Bu sistem caydırıcı bir sistemdir, ümit ederiz ki böyle bir sistem caydırıcı etki yapar, hiçbir zaman bu sistemi kullanma ihtiyacı gerekmez. Türkiye bu radar sistemine evsahipliği yapmamış olsaydı, başka bir ülkede, komşu ülkelerde olsaydı, o ülkelere yönelik bir saldırıda serpinti riskimiz şu ankinden çok daha fazla olurdu.

Güvenlik kurumları, Dışişleri, Genelkurmay Başkanlığı, MİT, bilimsel kurumlar 10 aydır bu konuyu çalışıyor. Vatandaşlarımız müsterih olsun, gerekli her türlü koruyucu tedbir alınmıştır.''


'Hükümet doğruları konuşsun'

Dışişleri Bakanı Davutoğlu'nun ardından, ''sataşma'' olduğu gerekçesiyle söz alan CHP Adana Milletvekili Faruk Loğoğlu, Davutoğlu'nun, Malatya'da kurulacak tesis hakkında söylediklerini yanlış aktardığını ifade etti.
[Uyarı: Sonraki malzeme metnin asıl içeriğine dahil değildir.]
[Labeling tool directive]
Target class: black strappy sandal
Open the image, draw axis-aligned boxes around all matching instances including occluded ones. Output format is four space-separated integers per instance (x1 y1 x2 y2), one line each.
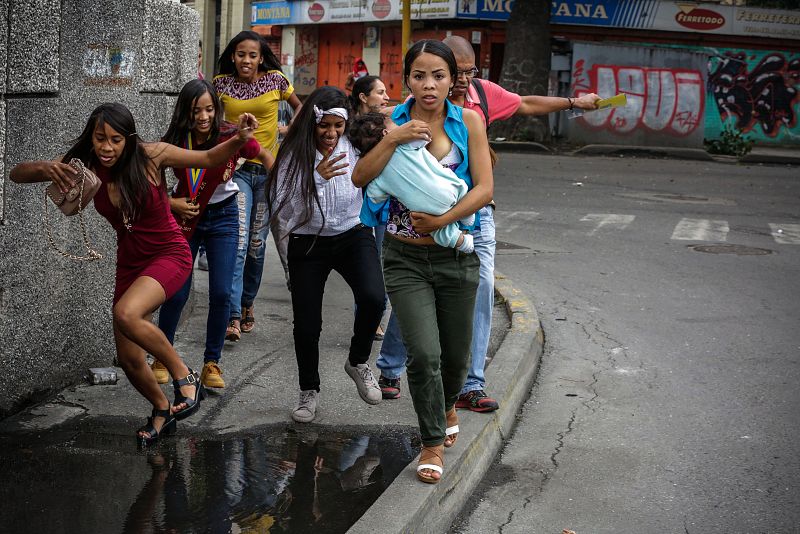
172 369 206 421
136 408 178 448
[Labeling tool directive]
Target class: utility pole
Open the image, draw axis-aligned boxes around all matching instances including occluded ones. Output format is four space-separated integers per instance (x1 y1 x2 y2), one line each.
400 0 411 100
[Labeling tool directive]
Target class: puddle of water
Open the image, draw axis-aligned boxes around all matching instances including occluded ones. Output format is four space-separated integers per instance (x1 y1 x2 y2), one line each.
0 427 419 534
Füze savunma sisteminin mantığı ile Malatya'da kurulması planlanan radar tesisinin mantığının birbirinden farklı olduğunu ileri süren Loğoğlu, füze savunma sisteminin alınan bir karar gereği NATO ülkelerince kabul edildiğini anlattı. Loğoğlu, NATO kararları çerçevesinde kabul edilen füze savunma sisteminin ülkenin savunması açısından yararlı olduğunu söyledi. 

Malatya'da kurulacak radar tesisinin amaçları bakımından çok farklı bir noktada olduğunu ifade eden Loğoğlu, ''Radar sistemi bir NATO tesisi değildir. Bu, Türkiye ve ABD arasında ikili bir mutabakat zaptına göre faaliyet gösterecek radar tesisidir. Amerikan yetkilileri, bu tesisten toplanacak istihbaratın İsrail ile paylaşılacağını ismen söylemişlerdir. Sayın Başbakan, 'bu açıklama düzeltilecek' dedi. ABD'den bugüne kadar gelen bir düzeltme yoktur. Hükümet doğruları konuşsun. İsrail ile ilişkiler alabildiğince gerilirken, sistemin bu İran'a karşı İsrail'i korumak için kurulduğunu kamuoyundan saklamaya çalışıyorlar'' diye konuştu.

Loğoğlu'nun konuşmasının ardından bazı CHP'li milletvekilleri, Davutoğlu'na yönelik olarak, ''Bakan Loğoğlu'ndan özür dilesin'' diye bağırdıkları duyuldu.